Innovating your key product (1/2): How to sell expensive can of paint

When thinking about innovation, many people imagine companies such as Uber, Airbnb or Amazon that came with comething big and totally new.

Wharton operations, information and decisions practice professor David Robertson argues that an innovation isn't only either a radically new way of doing business that is vastly disruptive or about incremental improvements of the current product.

There is also the type of innovation which is about making an existing product more compelling.

Illustration

In his book, The Power of Little Ideas: A Low-Risk, High-Reward Approach to Innovation, Robertson describes a highly useful concept of innovation which can be used at many companies.

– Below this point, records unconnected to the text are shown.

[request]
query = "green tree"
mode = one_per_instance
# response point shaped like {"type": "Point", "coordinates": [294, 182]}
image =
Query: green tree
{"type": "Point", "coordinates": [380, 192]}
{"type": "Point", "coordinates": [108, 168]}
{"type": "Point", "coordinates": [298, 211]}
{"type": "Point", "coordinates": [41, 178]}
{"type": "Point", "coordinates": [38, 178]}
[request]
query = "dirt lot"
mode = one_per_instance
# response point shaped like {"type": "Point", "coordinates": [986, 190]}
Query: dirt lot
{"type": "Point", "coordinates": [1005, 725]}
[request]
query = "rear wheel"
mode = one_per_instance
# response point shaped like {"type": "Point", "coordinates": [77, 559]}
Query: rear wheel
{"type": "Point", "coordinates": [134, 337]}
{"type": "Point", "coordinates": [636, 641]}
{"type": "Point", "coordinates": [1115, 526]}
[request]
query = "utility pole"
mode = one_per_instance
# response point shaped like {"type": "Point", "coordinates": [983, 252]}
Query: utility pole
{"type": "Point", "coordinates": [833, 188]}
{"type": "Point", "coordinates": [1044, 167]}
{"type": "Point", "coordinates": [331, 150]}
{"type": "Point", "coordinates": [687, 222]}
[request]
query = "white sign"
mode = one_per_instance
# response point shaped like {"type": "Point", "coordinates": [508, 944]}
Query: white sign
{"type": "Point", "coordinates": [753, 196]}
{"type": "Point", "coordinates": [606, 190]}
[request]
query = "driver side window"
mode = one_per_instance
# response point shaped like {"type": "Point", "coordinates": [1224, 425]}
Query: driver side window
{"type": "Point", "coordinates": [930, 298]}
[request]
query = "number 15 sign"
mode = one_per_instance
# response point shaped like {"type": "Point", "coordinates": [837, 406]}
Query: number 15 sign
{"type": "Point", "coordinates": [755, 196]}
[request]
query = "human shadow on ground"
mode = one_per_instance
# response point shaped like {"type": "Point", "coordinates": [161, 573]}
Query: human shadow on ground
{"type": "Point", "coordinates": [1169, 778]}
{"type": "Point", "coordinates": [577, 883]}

Innovate around your main product

Robertson begins with a story about him wondering why a contractor who he hired to paint his house proposed using paint that was twice as expensive as the paint from another company. Both paints were equally good according to a popular consumer ratings magazine. So he proposed using the cheaper paint. The answer was that it would raise the overall price of the work, since paint is only about 15% of the total cost.

What Robertson didn’t know was that the supplier who sold the paint that was twice as expensive provided many additional services to painters. The company color consultant helped choose the kind of paint and the color. It would take back extra primer if it hadn't been used and provided more supplies if the painter ran out of something.

This paint supplier realized very well who their customers are. They're small business owners – the painting contractors. It’s not so much about the product itself, it's about the innovations around the core product. In the end, it makes the core product much more valuable.

Book

Robertson, David: The Power of Little Ideas: A Low-Risk, High-Reward Approach to Innovation, Harvard Business Review Press, Boston, May 2017, 256 p.